POLAROID: ROMA FIUMICINO, TERÇA, 14 DE JUNHO, 06h15
Às seis da manhã, todas as lojas e cafés situadas sobre o terminal B das partidas do aeroporto estão fechadas, com excepção de um único café, onde todos se concentram. E, contudo, o movimento no aeroporto é enorme, com facilmente duas dezenas de vôos a partir no espaço de uma hora antes das sete da manhã. Um contingente militar está de partida para qualquer sítio e alguns dos militares, de camuflado designer, juntam-se no café, pedindo "latte macchiatos" (café com leite claro, com espuma), cappuccinos ou "cornetti" (a palavra italiana para croissant, servido simples ou com recheio de chocolate ou compota).
18 de junho de 2005
POLAROID: ROMA TRASTEVERE, SEGUNDA, 13 DE JUNHO, 18h15
A estação de comboios continua em obras. Fazemos aqui o transbordo para Fiumicino — vamos à procura de um hotel para dormir na zona do aeroporto, já que às horas madrugadoras a que o vôo de regresso a Lisboa sai não compensa ficarmos em Roma. Enquanto esperamos pelo comboio para o aeroporto, um casal de turistas americanos com ar apressado comenta, ao ver-nos com as malas na plataforma, que também devemos ir para o aeroporto. Metemos conversa; ele de polo verde e calções claros, ela de calças largas e leves e camisa de alças, ambos de óculos escuros e a exalar o conforto burguês da classe média suburbana, explicam-nos que se enganaram no comboio e, em vez de regressar ao aeroporto, onde guardaram as malas num cacifo, foram parar aos subúrbios de Roma, e estão em risco de perder o avião para Zurique se o comboio para Fiumicino se atrasar ou levar muito tempo. O comboio chega pouco depois e desejamos-lhes boa sorte e boa viagem. Atrás de nós entram dois acordeonistas de ar cigano, tal e qual como se estivéssemos nas Docas ou nas esplanadas turísticas dos Restauradores, que começam a tocar canções napolitanas.

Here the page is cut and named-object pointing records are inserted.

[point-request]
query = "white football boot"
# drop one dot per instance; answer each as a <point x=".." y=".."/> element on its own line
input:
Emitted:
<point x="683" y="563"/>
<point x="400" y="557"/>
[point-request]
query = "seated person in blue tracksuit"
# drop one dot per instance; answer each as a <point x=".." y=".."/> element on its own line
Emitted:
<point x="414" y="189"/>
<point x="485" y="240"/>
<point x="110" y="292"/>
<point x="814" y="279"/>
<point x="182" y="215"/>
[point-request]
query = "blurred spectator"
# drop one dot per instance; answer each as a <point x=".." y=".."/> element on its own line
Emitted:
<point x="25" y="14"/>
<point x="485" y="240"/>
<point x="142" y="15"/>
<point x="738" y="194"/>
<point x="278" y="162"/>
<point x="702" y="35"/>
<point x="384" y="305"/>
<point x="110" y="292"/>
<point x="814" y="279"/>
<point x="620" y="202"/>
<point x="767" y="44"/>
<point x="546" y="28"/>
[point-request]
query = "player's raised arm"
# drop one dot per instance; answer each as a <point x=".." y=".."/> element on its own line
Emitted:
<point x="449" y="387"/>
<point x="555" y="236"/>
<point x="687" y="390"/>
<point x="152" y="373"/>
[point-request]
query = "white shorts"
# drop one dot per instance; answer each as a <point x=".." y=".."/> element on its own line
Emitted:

POLAROID: CIVITAVECCHIA, SEGUNDA, 13 DE JUNHO, 17h00
Há cinco dias, chegámos a Civitavecchia à noite; o trajecto a pé até ao porto atravessou uma longa esplanada frente a uma praia, com pequenos bares e quiosques povoados por militares e turistas, mas só agora, em plena luz do dia, é que compreendemos realmente o aspecto de quase Cascais desta cidadezinha a uma hora de comboio de Roma e da qual só conheceremos este misto de esplanada e marginal, as escassas centenas de metros que vão do porto até à estação de comboios — em tudo muito semelhantes às lojas de bugigangas e objectos veraneantes que polvilham as nossas localidades balneares, com quiosques de gelados (em Itália também há gelados Olá; chamam-se Algida mas, no resto, os Magnums e os Cornettos são iguaizinhos), cafés, lojas de artigos fotográficos, bóias para as crianças, locais de barriga proeminente, tez tisnada, bigodes farfalhudos e sandálias romanas conversando em grupos encostados a uma parede ou a um poste de iluminação.

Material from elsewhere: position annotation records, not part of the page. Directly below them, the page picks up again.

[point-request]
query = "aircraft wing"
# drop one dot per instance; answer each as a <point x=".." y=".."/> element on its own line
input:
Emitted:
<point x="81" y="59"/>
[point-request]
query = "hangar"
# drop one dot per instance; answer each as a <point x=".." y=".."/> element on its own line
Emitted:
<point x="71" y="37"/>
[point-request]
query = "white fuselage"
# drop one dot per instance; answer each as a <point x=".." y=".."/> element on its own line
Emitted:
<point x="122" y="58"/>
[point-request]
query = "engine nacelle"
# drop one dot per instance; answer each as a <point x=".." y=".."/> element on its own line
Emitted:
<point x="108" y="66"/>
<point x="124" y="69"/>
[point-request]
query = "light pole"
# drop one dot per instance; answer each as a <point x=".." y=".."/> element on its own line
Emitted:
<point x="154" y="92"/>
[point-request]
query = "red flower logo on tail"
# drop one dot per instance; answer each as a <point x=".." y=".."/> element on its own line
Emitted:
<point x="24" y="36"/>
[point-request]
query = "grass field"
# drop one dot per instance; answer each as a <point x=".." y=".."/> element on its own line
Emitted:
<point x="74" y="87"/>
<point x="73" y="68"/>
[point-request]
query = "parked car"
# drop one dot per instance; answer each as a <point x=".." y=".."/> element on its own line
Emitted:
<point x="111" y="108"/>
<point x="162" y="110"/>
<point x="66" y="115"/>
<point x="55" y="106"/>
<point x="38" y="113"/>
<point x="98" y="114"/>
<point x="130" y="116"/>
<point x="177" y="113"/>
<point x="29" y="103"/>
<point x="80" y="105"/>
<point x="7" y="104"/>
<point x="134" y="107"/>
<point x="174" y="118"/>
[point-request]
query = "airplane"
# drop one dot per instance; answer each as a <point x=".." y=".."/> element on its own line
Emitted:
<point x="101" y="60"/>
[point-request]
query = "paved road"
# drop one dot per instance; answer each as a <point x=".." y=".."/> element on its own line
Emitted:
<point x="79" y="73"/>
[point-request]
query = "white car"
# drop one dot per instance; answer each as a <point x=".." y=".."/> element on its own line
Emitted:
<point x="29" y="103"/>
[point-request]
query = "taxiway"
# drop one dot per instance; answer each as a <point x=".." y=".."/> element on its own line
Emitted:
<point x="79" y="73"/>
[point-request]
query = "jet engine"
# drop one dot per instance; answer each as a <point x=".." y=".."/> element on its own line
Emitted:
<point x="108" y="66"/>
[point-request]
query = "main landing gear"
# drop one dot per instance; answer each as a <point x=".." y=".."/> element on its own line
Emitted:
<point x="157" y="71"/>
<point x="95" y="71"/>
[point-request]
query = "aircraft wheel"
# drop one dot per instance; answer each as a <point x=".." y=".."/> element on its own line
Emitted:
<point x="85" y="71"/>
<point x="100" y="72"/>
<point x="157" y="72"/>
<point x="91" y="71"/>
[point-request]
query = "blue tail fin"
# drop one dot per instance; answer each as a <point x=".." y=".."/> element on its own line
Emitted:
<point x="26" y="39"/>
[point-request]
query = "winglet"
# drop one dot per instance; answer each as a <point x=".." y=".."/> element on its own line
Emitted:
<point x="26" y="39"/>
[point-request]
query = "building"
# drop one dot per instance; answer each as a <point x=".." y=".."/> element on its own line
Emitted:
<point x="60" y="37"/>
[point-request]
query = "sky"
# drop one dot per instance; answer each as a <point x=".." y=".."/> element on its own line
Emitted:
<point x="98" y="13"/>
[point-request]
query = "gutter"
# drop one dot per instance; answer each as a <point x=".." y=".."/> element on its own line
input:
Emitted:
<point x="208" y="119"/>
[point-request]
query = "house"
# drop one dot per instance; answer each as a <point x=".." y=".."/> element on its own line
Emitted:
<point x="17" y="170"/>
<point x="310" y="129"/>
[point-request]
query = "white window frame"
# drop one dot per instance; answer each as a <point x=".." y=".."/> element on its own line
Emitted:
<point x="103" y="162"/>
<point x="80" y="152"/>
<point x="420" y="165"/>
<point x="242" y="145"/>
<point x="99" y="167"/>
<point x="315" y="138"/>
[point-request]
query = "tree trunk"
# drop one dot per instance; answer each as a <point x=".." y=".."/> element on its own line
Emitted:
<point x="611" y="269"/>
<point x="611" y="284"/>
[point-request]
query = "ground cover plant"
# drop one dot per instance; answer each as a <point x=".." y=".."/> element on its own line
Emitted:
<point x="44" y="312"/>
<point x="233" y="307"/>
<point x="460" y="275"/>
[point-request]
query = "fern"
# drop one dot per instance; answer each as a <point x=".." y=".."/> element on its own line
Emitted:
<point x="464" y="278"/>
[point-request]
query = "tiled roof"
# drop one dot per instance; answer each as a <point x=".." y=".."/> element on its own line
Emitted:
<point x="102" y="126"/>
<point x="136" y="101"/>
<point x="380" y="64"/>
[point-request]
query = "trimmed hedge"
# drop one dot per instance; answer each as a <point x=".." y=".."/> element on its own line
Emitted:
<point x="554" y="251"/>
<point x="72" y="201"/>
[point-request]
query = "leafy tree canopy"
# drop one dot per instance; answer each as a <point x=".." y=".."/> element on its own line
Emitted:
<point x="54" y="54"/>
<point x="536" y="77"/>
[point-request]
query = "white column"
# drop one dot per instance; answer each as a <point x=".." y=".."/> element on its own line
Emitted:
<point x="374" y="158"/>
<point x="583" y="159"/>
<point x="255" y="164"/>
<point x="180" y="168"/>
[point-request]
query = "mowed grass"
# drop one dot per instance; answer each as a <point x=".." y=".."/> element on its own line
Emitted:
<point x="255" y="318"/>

Chegamos à estação, compramos os bilhetes, o comboio para Roma está já na plataforma e sai escassos cinco minutos depois.
Chegamos à estação, compramos os bilhetes, o comboio para Roma está já na plataforma e sai escassos cinco minutos depois.

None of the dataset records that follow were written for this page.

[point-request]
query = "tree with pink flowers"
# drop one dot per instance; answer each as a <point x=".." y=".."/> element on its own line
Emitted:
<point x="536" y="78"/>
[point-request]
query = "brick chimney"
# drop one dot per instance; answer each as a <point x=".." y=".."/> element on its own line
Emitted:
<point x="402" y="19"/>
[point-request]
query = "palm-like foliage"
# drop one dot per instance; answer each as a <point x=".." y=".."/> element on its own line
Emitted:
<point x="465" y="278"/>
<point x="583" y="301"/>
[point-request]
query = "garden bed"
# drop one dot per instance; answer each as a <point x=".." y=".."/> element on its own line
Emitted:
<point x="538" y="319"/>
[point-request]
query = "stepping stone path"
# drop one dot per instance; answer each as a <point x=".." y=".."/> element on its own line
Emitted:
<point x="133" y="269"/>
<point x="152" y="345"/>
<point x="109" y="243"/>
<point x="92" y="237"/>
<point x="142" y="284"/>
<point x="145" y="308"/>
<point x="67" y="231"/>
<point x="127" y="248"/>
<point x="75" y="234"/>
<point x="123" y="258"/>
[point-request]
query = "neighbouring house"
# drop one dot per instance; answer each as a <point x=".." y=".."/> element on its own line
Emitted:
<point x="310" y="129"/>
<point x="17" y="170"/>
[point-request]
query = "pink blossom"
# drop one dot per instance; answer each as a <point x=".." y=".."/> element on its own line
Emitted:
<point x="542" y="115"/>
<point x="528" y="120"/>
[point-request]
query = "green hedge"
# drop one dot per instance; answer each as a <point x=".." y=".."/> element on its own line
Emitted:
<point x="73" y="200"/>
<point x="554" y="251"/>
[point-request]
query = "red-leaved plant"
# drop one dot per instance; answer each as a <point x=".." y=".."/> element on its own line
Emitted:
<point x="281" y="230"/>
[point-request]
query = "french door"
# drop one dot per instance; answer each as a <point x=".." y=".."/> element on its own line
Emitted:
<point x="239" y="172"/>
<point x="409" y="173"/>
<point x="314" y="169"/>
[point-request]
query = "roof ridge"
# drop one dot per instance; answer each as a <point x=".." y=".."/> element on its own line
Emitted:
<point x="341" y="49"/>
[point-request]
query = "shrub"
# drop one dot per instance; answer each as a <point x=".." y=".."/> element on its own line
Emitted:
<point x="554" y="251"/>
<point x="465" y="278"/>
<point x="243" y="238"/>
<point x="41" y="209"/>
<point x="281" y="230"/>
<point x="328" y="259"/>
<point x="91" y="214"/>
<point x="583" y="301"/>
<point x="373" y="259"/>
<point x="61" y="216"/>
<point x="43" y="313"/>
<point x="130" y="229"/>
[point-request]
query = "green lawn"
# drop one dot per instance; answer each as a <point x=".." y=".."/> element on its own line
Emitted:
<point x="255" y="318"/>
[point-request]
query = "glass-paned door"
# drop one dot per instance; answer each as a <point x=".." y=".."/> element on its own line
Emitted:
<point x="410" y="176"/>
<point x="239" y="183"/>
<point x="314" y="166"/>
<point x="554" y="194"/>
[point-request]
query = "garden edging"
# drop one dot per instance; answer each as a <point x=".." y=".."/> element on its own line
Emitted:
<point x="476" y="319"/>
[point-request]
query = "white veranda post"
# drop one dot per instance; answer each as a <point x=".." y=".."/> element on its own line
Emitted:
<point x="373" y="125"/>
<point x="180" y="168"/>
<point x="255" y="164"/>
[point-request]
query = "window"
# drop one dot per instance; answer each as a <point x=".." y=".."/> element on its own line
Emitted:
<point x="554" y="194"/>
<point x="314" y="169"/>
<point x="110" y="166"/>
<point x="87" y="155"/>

POLAROID: FERRY GOLFO ARANCI-CIVITAVECCHIA, SEGUNDA, 13 DE JUNHO
Em vez de sairmos do porto de Olbia, onde chegámos há cinco dias, saímos de Golfo Aranci, alguns quilómetros mais a Norte, na linha local Sardinia Ferries — que não tem, segundo nos dizem, autorização de atracar em Olbia. O ferry que nos transporta durante quase sete horas está longe, tanto em dimensão como em conforto, dos ferries mais modernos da Tirrenia onde viajámos até Olbia; aqui pagámos metade do preço e usurpámos as poltronas junto às janelas (que, tecnicamente, são mais caras, mas fingimos que não sabemos de nada e, de qualquer maneira, o ferry está quase vazio). Em vez da escada rolante de passageiros no ferry da Tirrenia, entramos pelo convés dos automóveis e subimos acanhadas escadas de bordo; duas dezenas de carros e outros tantos passageiros sem carro no imenso navio, que zarpa da Sardenha às dez da manhã e chega a Civitavecchia pouco antes das cinco da tarde.
O empregado do bar onde compramos um improvisado almoço de sanduíches e sumos atende com o enfado de quem se resignou ao trabalho que tem; tudo neste ferry evoca uma sensação de decadência, de algo que se vai arrastando ingloriamente. Pelas janelas, o mar cria efeitos de luz no tecto falso de ripas plásticas de onde estão suspensos os climatizadores, as luzes fluorescentes, os televisores omnipresentes (sintonizados na Rai 1, com uma emissão muito dona-de-casa com o inspector Derrick e um telefilme americano).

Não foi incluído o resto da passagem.